On top of supposedly making money off of premium memberships, which could potentially be used to download more illegal files, DotCom was also accused of using a rewards program that gave users financial incentive to upload popular content and give MegaUpload more traffic. It’s no wonder, then, that the FBI wouldn’t hesitate to track the man down. Sure, taking care of a huge site like MegaUpload is really taxing on the wallet, but DotCom was making over $175 million in profits and collectively robbed copyright holders of more than $500 million. There’re a lot of different theories out on the Internet as to why, exactly, MegaUpload was shut down, but these are just the main, agreed upon, reasons behind DotCom’s arrest and his site’s disappearance.
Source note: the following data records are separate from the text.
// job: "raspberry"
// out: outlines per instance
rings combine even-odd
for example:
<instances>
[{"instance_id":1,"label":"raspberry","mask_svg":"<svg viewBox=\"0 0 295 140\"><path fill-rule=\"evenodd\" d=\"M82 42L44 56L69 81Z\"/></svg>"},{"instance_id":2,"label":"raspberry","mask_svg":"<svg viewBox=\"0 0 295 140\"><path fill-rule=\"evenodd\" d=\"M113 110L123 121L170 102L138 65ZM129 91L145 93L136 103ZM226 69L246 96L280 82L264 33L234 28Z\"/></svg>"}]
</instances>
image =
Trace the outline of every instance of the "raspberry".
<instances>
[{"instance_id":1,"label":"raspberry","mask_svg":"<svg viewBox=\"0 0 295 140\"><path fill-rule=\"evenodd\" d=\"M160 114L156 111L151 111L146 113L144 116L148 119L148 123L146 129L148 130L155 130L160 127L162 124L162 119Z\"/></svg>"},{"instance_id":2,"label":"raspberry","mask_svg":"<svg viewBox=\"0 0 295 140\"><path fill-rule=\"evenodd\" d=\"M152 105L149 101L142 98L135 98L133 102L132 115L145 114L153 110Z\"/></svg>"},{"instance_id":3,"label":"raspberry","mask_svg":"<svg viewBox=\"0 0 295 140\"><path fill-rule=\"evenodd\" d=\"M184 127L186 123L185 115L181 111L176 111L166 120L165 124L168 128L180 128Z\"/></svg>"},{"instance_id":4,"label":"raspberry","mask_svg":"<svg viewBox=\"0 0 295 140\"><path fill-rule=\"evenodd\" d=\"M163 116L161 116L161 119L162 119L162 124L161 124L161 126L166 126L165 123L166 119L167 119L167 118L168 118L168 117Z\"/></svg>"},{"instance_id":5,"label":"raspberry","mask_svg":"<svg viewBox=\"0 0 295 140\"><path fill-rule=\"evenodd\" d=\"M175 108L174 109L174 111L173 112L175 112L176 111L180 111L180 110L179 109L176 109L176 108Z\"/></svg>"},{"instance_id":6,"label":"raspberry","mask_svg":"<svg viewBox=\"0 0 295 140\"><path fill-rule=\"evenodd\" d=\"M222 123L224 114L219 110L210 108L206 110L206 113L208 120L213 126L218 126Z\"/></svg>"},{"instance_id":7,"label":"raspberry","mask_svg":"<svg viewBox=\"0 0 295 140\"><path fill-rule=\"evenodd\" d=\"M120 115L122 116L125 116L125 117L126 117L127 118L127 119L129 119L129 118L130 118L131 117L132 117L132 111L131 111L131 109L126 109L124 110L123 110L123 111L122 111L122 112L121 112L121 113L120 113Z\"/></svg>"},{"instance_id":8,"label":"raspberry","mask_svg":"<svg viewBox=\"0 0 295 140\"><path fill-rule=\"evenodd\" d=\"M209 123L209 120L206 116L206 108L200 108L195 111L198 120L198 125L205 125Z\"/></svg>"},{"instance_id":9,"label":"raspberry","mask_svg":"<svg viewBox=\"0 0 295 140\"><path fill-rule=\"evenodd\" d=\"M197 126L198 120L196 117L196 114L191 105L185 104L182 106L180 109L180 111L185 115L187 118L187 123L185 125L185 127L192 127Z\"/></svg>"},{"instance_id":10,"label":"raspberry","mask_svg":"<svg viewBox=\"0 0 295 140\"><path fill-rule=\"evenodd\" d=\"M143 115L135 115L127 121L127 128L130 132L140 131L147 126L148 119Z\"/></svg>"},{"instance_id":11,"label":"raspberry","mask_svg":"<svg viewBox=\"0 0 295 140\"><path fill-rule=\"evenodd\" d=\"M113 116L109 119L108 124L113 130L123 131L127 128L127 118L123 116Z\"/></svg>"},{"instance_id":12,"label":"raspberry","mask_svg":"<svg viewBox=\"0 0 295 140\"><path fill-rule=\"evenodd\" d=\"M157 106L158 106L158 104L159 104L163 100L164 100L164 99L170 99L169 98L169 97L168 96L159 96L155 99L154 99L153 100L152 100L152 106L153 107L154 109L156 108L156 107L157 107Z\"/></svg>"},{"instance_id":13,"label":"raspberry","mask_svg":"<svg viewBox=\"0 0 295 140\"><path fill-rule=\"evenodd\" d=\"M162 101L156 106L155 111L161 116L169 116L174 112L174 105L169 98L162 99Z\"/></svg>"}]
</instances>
So, MegaUpload was brought down by New Zealand’s judicial system. That hasn’t stopped DotCom from trying to make his triumphant return to the file sharing business. This is where Mega, successor to MegaUpload, comes into play. Mega is a new project that DotCom has been working on, and he’s claiming that it’ll be far less likely to succumb to litigation. There’s a few immediately noticeable differences between Mega and its predecessor: Mega will be operating on the Gabon-based domain, .ga, instead of .com; it’ll be running on a cloud-storage system; it won’t use any U.S. hosting companies; and it’ll allow any copyright owners to have direct delete access to pirated content, as long as they don’t hold Mega’s operators responsible for the copyright infringement.
DotCom has undoubtedly learned a lot from his past experiences with MegaUpload, and it shows through his plans for Mega. Will it be able to match MegaUpload’s popularity, however? That’s a question that we’ll probably see the answer to in the following year. DotCom claims that Mega will be up and ready by January, so keep an eye out for any news on it.